Em uma tarde de sol Zara foi colher jabuticabas em um bosque próximo. Foi lá que sua mãe a encontrou quando a lua já havia surgido. Desfalecida em meio a uma poça de sangue. Ao lado, ligado a ela pelo cordão da vida, um serzinho quase inerte, deitado na fria e orvalhada relva do outono. Foi o quase inaudível vagido do menino que ajudou dona Maria a encontrar a filha em meio à mata fechada.
Zara sobreviveu. O menino também. As cicatrizes ficaram. Em Zara as cicatrizes da alma ferida. No menino as sequelas marcadas em seu cérebro. Um cérebro privado do oxigênio em seus primeiros minutos de vida fora do ventre materno. Cresceu trôpego, quase inválido. A epilepsia fora inevitável. Convulsões frequentes o dominavam. Pouco participou do mundo que o rodeava.
Zara nasceu e fora criada naquela pequena gleba de terra que dos avós de seus avós já tinha sido. Lá plantavam feijão para as suas necessidades e milho para os poucos animais que criavam. Sobreviviam do cultivo destes grãos, do leite das vacas, dos ovos das galinhas, da carne e da banha dos porcos. O pouco que sobrava era trocado por outras mercadorias nas vendas da vila.
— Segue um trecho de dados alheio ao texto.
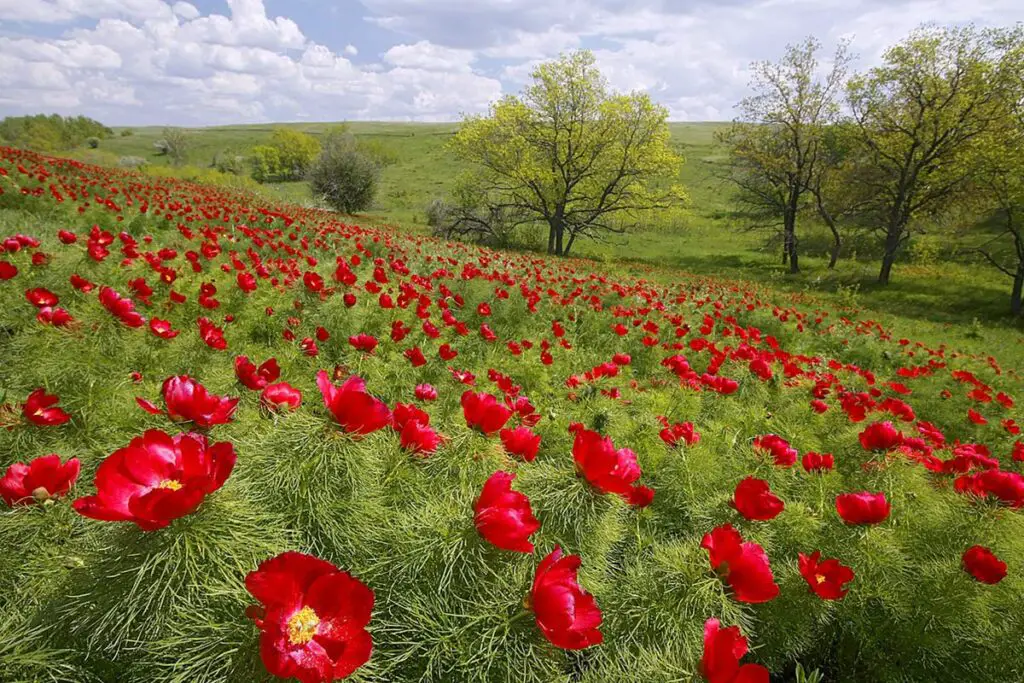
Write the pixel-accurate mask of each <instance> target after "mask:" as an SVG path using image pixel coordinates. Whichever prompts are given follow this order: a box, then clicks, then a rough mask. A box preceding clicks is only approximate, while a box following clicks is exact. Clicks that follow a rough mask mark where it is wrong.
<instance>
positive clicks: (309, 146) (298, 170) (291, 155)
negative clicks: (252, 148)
mask: <svg viewBox="0 0 1024 683" xmlns="http://www.w3.org/2000/svg"><path fill="white" fill-rule="evenodd" d="M270 145H271V146H274V147H276V148H278V154H279V158H280V160H281V174H282V179H283V180H299V179H301V178H302V177H303V176H305V174H306V171H308V170H309V166H310V165H311V164H312V163H313V160H315V159H316V156H317V155H318V154H319V152H321V144H319V141H318V140H317V139H316V138H315V137H313V136H312V135H309V134H307V133H303V132H301V131H298V130H294V129H292V128H276V129H275V130H274V131H273V135H271V137H270Z"/></svg>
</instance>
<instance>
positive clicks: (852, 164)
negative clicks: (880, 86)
mask: <svg viewBox="0 0 1024 683" xmlns="http://www.w3.org/2000/svg"><path fill="white" fill-rule="evenodd" d="M856 134H857V133H856V130H855V129H854V126H853V124H852V122H849V121H844V122H840V123H836V124H833V125H831V126H828V127H827V128H824V129H823V131H822V134H821V136H820V140H819V143H818V158H817V162H816V163H815V166H814V172H813V173H811V175H810V182H809V183H808V186H807V191H808V193H810V196H811V199H812V202H811V206H810V207H809V209H808V211H809V213H811V214H812V215H814V216H816V217H817V218H818V219H820V220H821V222H823V223H824V224H825V226H826V227H827V228H828V230H829V231H830V232H831V237H833V245H831V249H830V253H829V258H828V269H829V270H830V269H833V268H835V267H836V263H837V262H838V261H839V257H840V254H841V253H842V251H843V232H844V230H845V229H846V228H847V227H849V226H856V227H861V225H860V224H859V218H860V214H859V211H860V209H861V208H862V207H863V206H864V205H865V203H866V201H867V195H866V193H865V189H864V183H862V182H861V179H860V178H859V177H858V173H859V172H860V171H861V170H862V166H861V165H860V164H859V159H858V146H857V138H856Z"/></svg>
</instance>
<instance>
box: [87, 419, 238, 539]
mask: <svg viewBox="0 0 1024 683" xmlns="http://www.w3.org/2000/svg"><path fill="white" fill-rule="evenodd" d="M234 460H236V455H234V446H232V445H231V444H230V443H227V442H221V443H210V442H209V441H208V440H207V438H206V436H204V435H203V434H193V433H187V434H177V435H176V436H170V435H169V434H166V433H164V432H162V431H160V430H157V429H150V430H147V431H146V432H145V433H144V434H142V436H139V437H137V438H134V439H132V440H131V442H130V443H129V444H128V445H127V446H125V447H123V449H120V450H118V451H115V452H114V453H113V454H111V456H110V457H108V458H106V460H104V461H103V462H102V463H100V465H99V469H97V470H96V477H95V484H96V495H95V496H88V497H86V498H80V499H78V500H76V501H75V503H74V506H75V509H76V510H77V511H78V512H79V513H80V514H82V515H84V516H86V517H90V518H92V519H100V520H103V521H130V522H132V523H134V524H136V525H137V526H138V527H139V528H141V529H143V530H145V531H152V530H155V529H158V528H163V527H165V526H167V525H168V524H170V523H171V522H172V521H173V520H175V519H177V518H179V517H184V516H185V515H187V514H191V513H193V512H195V511H196V509H197V508H198V507H199V506H200V504H201V503H202V502H203V500H204V499H205V498H206V497H207V496H209V495H210V494H212V493H213V492H215V490H217V489H218V488H220V487H221V486H222V485H224V481H226V480H227V477H228V476H229V475H230V473H231V470H232V469H233V468H234Z"/></svg>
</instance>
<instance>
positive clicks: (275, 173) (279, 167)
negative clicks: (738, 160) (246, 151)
mask: <svg viewBox="0 0 1024 683" xmlns="http://www.w3.org/2000/svg"><path fill="white" fill-rule="evenodd" d="M249 163H250V164H252V169H253V179H254V180H256V181H258V182H269V181H271V180H273V179H274V178H278V177H280V176H281V174H282V165H281V150H279V148H278V147H275V146H273V145H272V144H257V145H256V146H255V147H253V148H252V150H250V151H249Z"/></svg>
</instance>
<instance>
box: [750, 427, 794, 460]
mask: <svg viewBox="0 0 1024 683" xmlns="http://www.w3.org/2000/svg"><path fill="white" fill-rule="evenodd" d="M754 450H755V451H761V452H765V453H769V454H771V457H772V458H773V459H774V460H775V464H776V465H778V466H779V467H793V466H794V465H796V464H797V456H798V454H797V450H796V449H794V447H793V446H792V445H790V442H788V441H786V440H785V439H784V438H782V437H781V436H779V435H778V434H764V435H763V436H758V437H757V438H756V439H754Z"/></svg>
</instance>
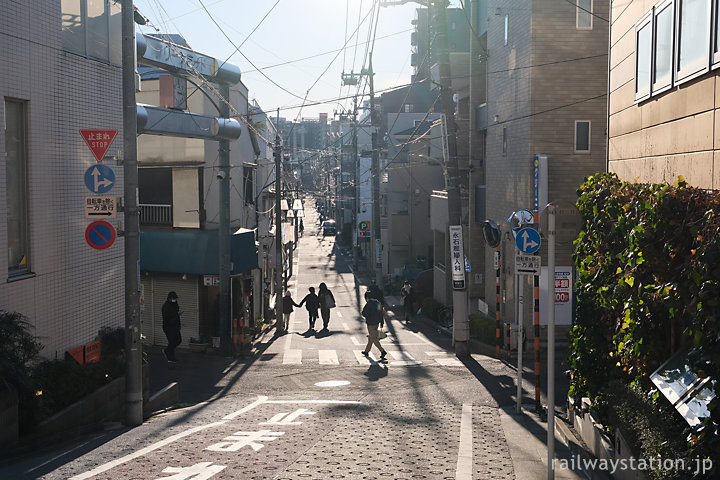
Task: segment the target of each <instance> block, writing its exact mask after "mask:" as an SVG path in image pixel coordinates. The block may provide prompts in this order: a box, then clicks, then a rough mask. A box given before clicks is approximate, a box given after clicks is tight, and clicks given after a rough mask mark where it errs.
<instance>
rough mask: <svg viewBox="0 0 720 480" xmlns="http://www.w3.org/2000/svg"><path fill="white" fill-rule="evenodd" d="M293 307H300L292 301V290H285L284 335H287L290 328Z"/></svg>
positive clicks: (283, 301) (283, 306)
mask: <svg viewBox="0 0 720 480" xmlns="http://www.w3.org/2000/svg"><path fill="white" fill-rule="evenodd" d="M293 306H295V307H299V306H300V305H298V304H297V303H295V300H293V299H292V296H291V294H290V290H285V295H284V296H283V324H282V328H281V332H282V333H286V332H287V331H288V329H289V328H290V314H291V313H292V312H293Z"/></svg>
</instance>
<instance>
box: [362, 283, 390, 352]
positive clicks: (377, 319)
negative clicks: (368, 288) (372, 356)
mask: <svg viewBox="0 0 720 480" xmlns="http://www.w3.org/2000/svg"><path fill="white" fill-rule="evenodd" d="M365 302H366V303H365V306H364V307H363V310H362V316H363V317H365V324H366V325H367V329H368V343H367V345H365V350H363V352H362V353H363V355H365V356H366V357H367V356H369V355H370V349H371V348H372V346H373V345H375V346H376V347H378V350H380V360H385V357H386V356H387V352H386V351H385V349H384V348H382V345H380V340H378V327H379V328H382V327H383V326H384V324H385V318H384V315H383V307H382V305H381V304H380V301H379V300H377V299H375V298H373V297H372V293H371V292H370V290H368V291H367V292H365Z"/></svg>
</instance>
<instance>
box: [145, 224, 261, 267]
mask: <svg viewBox="0 0 720 480" xmlns="http://www.w3.org/2000/svg"><path fill="white" fill-rule="evenodd" d="M218 248H219V245H218V231H217V230H190V231H181V230H158V231H143V232H140V269H141V270H145V271H150V272H168V273H190V274H197V275H219V273H220V270H219V257H220V253H219V251H218ZM230 261H231V262H232V269H231V270H230V273H231V274H232V275H235V274H238V273H243V272H247V271H250V270H253V269H256V268H258V259H257V248H256V246H255V232H254V231H252V230H244V229H242V230H239V231H238V232H237V233H235V234H233V235H230Z"/></svg>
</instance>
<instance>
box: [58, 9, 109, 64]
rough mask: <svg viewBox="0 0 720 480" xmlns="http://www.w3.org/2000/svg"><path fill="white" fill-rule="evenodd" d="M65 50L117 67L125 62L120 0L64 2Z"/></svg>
mask: <svg viewBox="0 0 720 480" xmlns="http://www.w3.org/2000/svg"><path fill="white" fill-rule="evenodd" d="M61 8H62V44H63V48H64V49H65V50H68V51H70V52H74V53H79V54H80V55H85V56H87V57H90V58H96V59H98V60H104V61H107V62H110V63H114V64H116V65H120V64H121V63H122V25H121V20H120V2H119V0H62V2H61Z"/></svg>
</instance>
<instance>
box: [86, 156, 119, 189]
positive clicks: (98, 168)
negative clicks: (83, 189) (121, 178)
mask: <svg viewBox="0 0 720 480" xmlns="http://www.w3.org/2000/svg"><path fill="white" fill-rule="evenodd" d="M113 185H115V172H113V171H112V168H110V167H108V166H106V165H103V164H102V163H98V164H97V165H93V166H92V167H90V168H88V169H87V170H85V186H86V187H88V190H90V191H91V192H93V193H105V192H108V191H110V189H111V188H112V187H113Z"/></svg>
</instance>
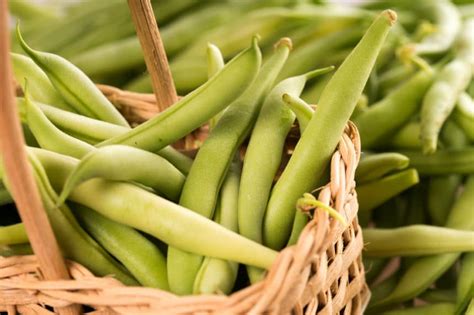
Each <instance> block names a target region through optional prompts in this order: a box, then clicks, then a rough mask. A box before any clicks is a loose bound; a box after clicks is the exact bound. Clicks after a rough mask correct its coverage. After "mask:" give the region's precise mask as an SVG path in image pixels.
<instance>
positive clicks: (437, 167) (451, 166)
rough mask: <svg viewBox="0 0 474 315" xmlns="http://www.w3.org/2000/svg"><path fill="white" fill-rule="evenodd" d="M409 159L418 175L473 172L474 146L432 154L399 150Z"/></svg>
mask: <svg viewBox="0 0 474 315" xmlns="http://www.w3.org/2000/svg"><path fill="white" fill-rule="evenodd" d="M400 153H401V154H403V155H406V156H407V157H408V158H409V159H410V166H411V167H414V168H416V170H417V171H418V173H420V175H422V176H423V175H447V174H453V173H454V174H472V173H474V147H472V146H468V147H464V148H462V149H446V150H442V151H438V152H436V153H434V154H432V155H424V154H423V153H421V152H418V151H400Z"/></svg>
Vizinhando ao terreno da família de Zara havia um grande empreendimento do governo. Que era para incentivar os colonos da região a melhor aproveitar a terra. A melhor cuidar dos animais. E lá “ele”, o seu algoz, passava os dias trabalhando.
Quando tratava de contar algo sobre a criatura que um dia fornecera uma célula para fecundar um óvulo de sua mãe e então gerá-la, Zara só se referia a “ele”. Desde o momento em que entendera de onde viera o mal e a dor em sua vida nunca mais sequer o nome dele pronunciou.
O drama de Zara não passou despercebido. Uma criança que gerara outra criança chamou a atenção das autoridades. Os fatos consumados levaram-nas à procura do algoz. Encontraram-no. Condenaram-no. Foi enviado a uma penitenciária na capital.